During the run-up to the recent elections, President Joe Biden and the Democrats were at pains to point out that “democracy was on the ballot” and electing Republicans could well spell the end of democracy.

Granted political hyperbole, the Democrats had a bit of a point, but perhaps not entirely the point they intended. There is no question the election of Republicans would tend to more republican government, and I wish to explore with you today whether or not that is a bad thing.

“Democrats” go back to 1828, or so, and “Republicans” to 1854. Much too long a story to rehash here, but I’m not sure any of the political founders gave a great deal of thought to the actual name selection. Predecessor parties had been “Democrat-Republicans” and “Whigs.” But the concepts behind the names are extremely consequential, and do better define the parties today than they may have in the past.

“Democracy” and “Republic” are two terms describing systems of human governance. So do “Monarchy,” “Aristocracy,” and “Oligarchy.” Human beings, if we are not to live in a state of nature described by Thomas Hobbes as “solitary, poor, nasty, brutish, and short”, need some system of governance, and from the dawn of recorded history all societies have been so governed. From pharaohs to prime ministers, and dozens of other titles, someone, or some group of someones, has always been in charge. The question always is what principle lies behind the government.

In a democracy, the principle is the majority rules. One man, one vote. If 51% want x, and 49% want y, the 49% are out of luck. The ancient Athenians developed the first recorded instance of a democracy and were very ambivalent about it. Greeks valued freedom (for themselves — too bad if you were a slave), but realized that rule by majority could devolve easily into a tyranny of the majority. In fact, some of them posited this was an inevitable outcome, because not only was whatever program passed by the majority now law, with the full force of the government behind it, but there was peer pressure as well on the minority by the majority to conform. Contemporary America exemplifies this principle in many ways.

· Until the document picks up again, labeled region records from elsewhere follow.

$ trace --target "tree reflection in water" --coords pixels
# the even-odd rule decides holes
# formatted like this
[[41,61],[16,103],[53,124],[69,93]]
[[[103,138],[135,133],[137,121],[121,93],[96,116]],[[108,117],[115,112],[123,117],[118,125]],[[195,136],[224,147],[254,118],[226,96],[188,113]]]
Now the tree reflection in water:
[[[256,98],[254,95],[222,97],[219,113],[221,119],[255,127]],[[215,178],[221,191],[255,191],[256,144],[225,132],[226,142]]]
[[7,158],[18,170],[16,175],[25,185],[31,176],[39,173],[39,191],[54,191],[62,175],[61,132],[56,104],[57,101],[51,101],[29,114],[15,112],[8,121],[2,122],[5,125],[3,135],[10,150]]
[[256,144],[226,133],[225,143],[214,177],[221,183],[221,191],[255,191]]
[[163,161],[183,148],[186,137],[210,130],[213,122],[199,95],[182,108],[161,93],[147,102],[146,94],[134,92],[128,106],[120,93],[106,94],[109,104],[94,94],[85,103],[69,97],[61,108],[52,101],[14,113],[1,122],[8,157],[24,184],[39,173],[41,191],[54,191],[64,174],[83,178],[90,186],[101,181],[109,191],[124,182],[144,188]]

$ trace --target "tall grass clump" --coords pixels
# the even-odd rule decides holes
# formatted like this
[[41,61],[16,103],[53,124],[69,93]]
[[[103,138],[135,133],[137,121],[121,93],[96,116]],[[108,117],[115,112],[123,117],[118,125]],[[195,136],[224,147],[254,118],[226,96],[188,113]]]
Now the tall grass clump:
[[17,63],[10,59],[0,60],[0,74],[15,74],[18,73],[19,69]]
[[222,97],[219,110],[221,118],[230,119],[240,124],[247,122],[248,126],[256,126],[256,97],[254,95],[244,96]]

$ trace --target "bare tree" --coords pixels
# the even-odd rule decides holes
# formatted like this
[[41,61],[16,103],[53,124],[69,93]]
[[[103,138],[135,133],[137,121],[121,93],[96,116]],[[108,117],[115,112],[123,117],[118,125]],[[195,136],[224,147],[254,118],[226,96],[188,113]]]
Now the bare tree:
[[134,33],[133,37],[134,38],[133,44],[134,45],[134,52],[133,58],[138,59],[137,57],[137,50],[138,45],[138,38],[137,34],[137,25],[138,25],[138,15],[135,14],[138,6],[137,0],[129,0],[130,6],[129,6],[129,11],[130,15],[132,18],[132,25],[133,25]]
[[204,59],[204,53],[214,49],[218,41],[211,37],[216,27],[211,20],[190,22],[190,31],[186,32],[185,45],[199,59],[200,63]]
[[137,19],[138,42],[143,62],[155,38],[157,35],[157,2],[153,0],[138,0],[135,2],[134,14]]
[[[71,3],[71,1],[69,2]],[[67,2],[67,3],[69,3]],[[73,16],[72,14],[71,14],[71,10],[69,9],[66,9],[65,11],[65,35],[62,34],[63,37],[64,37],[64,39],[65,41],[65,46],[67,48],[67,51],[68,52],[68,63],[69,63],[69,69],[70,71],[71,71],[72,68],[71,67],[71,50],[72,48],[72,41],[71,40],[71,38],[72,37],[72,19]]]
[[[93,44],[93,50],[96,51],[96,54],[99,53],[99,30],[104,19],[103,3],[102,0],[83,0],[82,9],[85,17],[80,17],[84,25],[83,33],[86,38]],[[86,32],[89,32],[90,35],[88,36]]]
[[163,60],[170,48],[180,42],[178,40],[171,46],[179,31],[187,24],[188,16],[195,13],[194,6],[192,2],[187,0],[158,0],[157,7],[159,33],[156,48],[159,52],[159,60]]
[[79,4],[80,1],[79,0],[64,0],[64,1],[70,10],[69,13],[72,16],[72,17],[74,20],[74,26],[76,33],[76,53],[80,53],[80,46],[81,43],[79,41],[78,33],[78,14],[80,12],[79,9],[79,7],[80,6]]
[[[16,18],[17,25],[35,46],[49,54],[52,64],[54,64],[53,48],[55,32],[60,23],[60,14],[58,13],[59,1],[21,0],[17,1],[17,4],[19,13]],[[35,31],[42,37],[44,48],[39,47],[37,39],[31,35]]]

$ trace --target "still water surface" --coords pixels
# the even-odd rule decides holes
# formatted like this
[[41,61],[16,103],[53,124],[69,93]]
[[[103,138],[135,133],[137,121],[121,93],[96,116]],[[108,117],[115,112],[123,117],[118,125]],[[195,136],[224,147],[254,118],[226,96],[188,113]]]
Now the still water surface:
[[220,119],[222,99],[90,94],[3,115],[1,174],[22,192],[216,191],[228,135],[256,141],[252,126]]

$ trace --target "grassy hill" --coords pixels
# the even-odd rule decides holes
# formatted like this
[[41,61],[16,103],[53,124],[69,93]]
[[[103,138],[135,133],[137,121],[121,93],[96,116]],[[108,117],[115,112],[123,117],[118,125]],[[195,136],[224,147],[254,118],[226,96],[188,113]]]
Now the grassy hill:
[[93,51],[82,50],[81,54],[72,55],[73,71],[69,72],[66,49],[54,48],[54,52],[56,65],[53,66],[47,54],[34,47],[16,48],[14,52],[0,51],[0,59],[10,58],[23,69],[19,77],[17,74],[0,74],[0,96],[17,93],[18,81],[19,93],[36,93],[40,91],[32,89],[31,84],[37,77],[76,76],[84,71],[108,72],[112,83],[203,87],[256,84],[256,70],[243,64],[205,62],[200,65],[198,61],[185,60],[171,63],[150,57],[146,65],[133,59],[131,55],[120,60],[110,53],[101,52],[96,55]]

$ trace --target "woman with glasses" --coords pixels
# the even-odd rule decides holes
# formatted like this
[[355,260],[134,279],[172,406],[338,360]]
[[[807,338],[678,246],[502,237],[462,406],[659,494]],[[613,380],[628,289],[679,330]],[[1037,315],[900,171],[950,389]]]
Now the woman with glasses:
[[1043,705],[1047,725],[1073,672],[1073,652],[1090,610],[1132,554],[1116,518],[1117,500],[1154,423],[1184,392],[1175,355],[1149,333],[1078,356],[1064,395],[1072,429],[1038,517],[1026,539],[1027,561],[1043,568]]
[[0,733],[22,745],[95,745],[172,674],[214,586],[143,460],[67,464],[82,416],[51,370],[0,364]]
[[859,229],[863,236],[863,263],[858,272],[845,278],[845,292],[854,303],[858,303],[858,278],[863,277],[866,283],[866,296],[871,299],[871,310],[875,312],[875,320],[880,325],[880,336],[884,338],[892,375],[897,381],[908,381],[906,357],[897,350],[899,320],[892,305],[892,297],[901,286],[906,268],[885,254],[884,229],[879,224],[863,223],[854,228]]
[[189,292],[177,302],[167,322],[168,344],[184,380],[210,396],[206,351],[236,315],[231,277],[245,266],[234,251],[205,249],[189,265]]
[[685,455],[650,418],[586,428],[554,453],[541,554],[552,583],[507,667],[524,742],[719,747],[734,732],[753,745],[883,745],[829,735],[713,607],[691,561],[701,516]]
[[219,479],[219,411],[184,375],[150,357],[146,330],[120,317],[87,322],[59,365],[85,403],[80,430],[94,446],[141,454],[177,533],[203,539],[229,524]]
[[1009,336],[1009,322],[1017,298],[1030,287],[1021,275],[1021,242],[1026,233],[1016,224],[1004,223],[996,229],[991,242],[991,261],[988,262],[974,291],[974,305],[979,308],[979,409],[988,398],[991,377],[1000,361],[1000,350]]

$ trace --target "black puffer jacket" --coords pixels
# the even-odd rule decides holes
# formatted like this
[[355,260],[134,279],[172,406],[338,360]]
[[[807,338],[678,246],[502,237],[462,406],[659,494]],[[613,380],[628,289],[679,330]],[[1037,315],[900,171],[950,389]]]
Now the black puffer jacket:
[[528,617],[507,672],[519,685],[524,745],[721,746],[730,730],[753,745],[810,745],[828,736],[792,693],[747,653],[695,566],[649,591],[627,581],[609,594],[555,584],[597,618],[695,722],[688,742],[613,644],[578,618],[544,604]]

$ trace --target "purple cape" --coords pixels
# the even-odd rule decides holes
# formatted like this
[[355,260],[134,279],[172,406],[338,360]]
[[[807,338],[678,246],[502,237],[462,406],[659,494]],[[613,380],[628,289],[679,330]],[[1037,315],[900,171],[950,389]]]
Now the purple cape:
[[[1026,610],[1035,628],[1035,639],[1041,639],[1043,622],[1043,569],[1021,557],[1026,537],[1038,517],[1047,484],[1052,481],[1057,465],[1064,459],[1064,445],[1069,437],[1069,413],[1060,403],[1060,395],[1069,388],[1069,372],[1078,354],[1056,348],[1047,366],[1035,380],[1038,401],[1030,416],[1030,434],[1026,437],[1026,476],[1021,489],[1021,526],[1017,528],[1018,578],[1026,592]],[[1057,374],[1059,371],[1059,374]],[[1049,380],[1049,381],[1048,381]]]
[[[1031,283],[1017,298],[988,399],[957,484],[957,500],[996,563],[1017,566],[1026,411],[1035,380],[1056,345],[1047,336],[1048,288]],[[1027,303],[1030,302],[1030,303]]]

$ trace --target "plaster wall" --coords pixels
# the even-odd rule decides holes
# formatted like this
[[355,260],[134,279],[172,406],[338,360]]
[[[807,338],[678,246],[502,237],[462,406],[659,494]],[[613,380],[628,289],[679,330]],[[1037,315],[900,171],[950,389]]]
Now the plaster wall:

The obvious problem with democracy is there are no checks or balances, a problem addressed by those who wrote our Constitution. After all, a lynch mob is a perfect example of pure democracy in action. Was it just unhappy coincidence, a century and more ago, that lynchings were more common in states run by Democrats?

When asked by a citizen what the Constitutional Convention had given us, Benjamin Franklin replied “A Republic, madam, if you can keep it.” A Republican is a republican, believing in checks and balances on the passions of the moment. A republican will not join a lynch mob. A republican insists there needs to be a fair trial first. Then, if the offending party has been condemned to hang because of his guilt, so be it, but the process will, it is hoped, be a deliberate attempt to arrive at guilt or innocence with as little flush of emotion as possible.

Democrats, as far back as Woodrow Wilson, have hated the Constitution, because it puts shackles on the “will of the people,” and enshrines minority rights. President Biden is a thorough Wilsonian in that respect. Checks and balances stand in the way of all the critical things we now need — getting rid of hydrocarbons, imposing “equity” on our society, and myriad other outcomes much desired by the (non-democratic aristocratic) elites who run the Democratic Party.

Thus Democrats must end the filibuster, must admit new states to make the Senate permanently Democratic, must “reform” the Supreme Court to make it more conform to the will of the people, must increasingly enshrine regulatory agencies to the pinnacle of law-making, and must make executive orders the law of the land, bypassing Congress when necessary.

So Biden was right: electing Republicans would slow down untrammeled democracy. Too bad it won’t.